By incorporating the most common variants for each ancestry from this study, the global gnomAD (Genome Aggregation Database) repository,7 and other representative sources, it is now possible to redesign or update CF tests, so results are relevant for much more diverse patient populations. This will improve screening accuracy and expand the benefits of actionable information to more people.

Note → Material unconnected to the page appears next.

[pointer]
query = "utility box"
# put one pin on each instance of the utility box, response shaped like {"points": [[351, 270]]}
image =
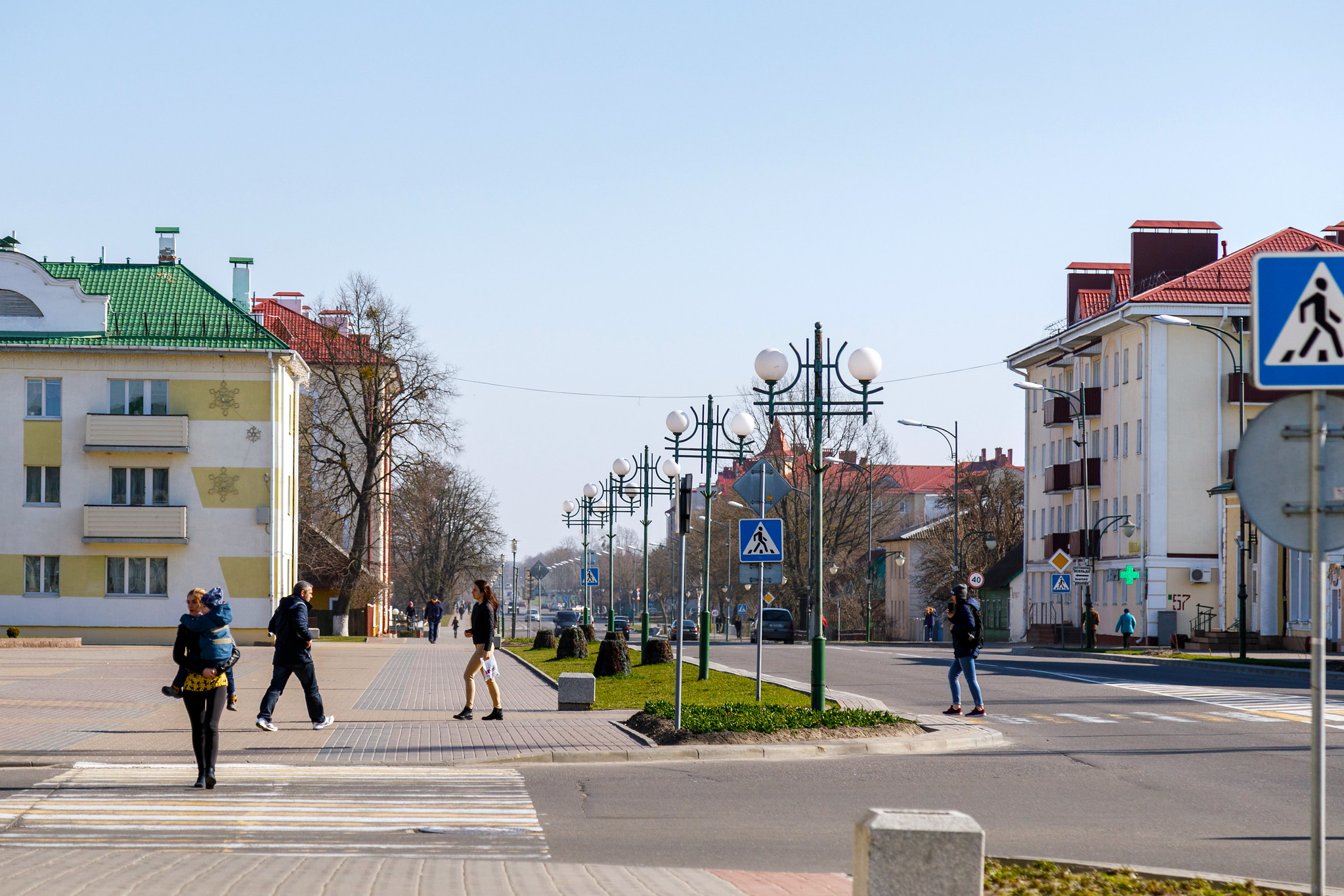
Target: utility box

The examples of CF and SMA demonstrate that conventional genetic tests run in clinical labs can be significantly improved using technologies that are already available. In both cases, the incorporation of more robust data — especially data from studies that better represent the target testing population — is essential for generating more reliable and relevant results for all individuals. With the increasing availability of large-scale sequencing studies from worldwide populations and the advent of powerful long-read sequencing methods that can untangle challenging DNA sequences and variants involved in established and emerging diseases, we should rethink how genetic tests are designed and used. We are now armed with the right resources to ensure that molecular tests are thoughtfully designed for people of all ancestries. In some cases, more representative data will be enough to expand the value of testing. In others, the adoption of more informative technologies — such as those that make it possible to phase variants or resolve complex sequences — may be needed. As studies uncover more pathogenic variants in more populations, those newer technologies can scale to a plethora of genetic tests and should represent a useful investment for clinical labs.